What makes you feel good? The answer is different for each one of us. For some, it’s a wonderful meal. For another, it’s accomplishing a big goal at work or finally reaching a new milestone in a weightless or wellness journey. These most sought-after moments are so very sweet, yet so fleeting. The unfortunate part of a glorious high is a looming low, and when we fall from our moment of magnitude, many times, we feel more powerless than ever.

How many times have you felt a sense of loneliness or emptiness after a big, much anticipated event is over? We spend much of our lives planning for moments in time that we believe will make us happy. We look forward to that particular date on the calendar, maybe we even circle it, put it in our planners—annotate it in a special way. The hours leading up to the event are flush with anticipation— the preparations are accomplished, the time has come and we’re ready to go! We enjoy the experience, soaking in each moment of it, feeling anxious about its impending end, and after its over, then what?

 We’re drift back into feeling ‘normal’— many times, bored, agitated, annoyed or otherwise. In those ‘in-between’ times, we are continually asked ‘what makes us happy?’ Sometimes internally and often times by others— family, friends and lovers alike— want to know what it is that will help cultivate our own joyful existence; especially when they sense that we are suffering. It’s wonderful to know that they care, but as much as they want to help, it’s just not up to them. We know deep down that we’re in charge of our own happiness, but we become disenchanted with our ‘normalcy’.

Instead of being able to ride the waves of high moments into our everyday existence we tend to look for substitutes for immediate satisfaction. As we know, those ‘quick fixes’ are undoubtedly less gratifying, but we feel they are necessary. Instead of allowing ourselves sudden, serendipitous bursts of joy, we seek it out in opportunity. Opportunities that are usually less than stellar options for our overall health and happiness.  

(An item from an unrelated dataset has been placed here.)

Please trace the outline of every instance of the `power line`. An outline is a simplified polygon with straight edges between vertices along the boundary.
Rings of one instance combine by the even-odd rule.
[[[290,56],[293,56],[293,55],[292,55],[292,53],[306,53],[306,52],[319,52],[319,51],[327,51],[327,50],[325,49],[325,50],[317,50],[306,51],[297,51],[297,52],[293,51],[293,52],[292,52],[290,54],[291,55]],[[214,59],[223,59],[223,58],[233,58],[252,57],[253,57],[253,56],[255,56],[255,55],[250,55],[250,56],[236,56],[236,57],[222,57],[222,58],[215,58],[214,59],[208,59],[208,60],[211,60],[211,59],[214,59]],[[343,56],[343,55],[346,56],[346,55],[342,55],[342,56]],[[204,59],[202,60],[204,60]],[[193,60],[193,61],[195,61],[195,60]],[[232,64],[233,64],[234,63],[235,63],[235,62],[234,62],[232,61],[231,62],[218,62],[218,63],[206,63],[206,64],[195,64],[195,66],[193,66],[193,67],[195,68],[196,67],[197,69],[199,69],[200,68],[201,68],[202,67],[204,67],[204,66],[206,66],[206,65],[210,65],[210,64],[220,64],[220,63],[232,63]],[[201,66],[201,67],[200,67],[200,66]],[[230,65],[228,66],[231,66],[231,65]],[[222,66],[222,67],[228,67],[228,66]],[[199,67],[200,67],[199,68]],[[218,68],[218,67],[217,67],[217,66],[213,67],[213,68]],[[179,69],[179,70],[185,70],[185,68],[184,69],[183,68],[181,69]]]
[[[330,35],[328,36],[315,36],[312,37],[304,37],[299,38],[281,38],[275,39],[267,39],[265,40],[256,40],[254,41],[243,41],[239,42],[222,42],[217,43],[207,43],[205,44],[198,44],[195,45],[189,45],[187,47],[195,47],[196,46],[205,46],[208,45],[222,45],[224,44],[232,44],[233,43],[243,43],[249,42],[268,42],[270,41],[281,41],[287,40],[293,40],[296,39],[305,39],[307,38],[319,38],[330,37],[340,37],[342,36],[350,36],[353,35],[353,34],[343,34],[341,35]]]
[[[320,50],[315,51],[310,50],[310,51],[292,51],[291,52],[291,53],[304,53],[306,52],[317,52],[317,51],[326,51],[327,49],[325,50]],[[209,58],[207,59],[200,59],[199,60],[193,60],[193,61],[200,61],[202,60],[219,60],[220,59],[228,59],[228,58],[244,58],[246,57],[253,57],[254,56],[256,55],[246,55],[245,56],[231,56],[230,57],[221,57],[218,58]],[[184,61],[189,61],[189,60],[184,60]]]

So what do we do? Beyond recognizing the difference between true bliss and quick-fix feel-goods, embrace the fact that you’re not always going to feel complete satisfaction in every moment. Need more of a reason to believe that? How would you know and appreciate joy without experiencing sadness too?

The path to embracing impermanence is cutting out those gratuitous, quick bursts of self-satisfaction by swapping them out for practicing being grateful. Finding beauty in the mundane, but fascinating moments that make up our unique existence.  On a day that you feel that you’ve accomplished nothing, remember, you’ve made it through every single second of every single day of your whole entire life. There are always things for us to be grateful for; the key is to recognize them.

Finding those truths, our own personal ‘pick me ups,’ will allow the opportunity for light to shine in on darker days. Happiness can then become a quiet reminder of peace within moments of pleasure, instead of a determined destination we’re striving for. When we allow ourselves the opportunity to experience every aspect of our journey, our appreciation for all moments can flourish through eyes, mind and body that embrace life as a whole, not by the sum of its parts.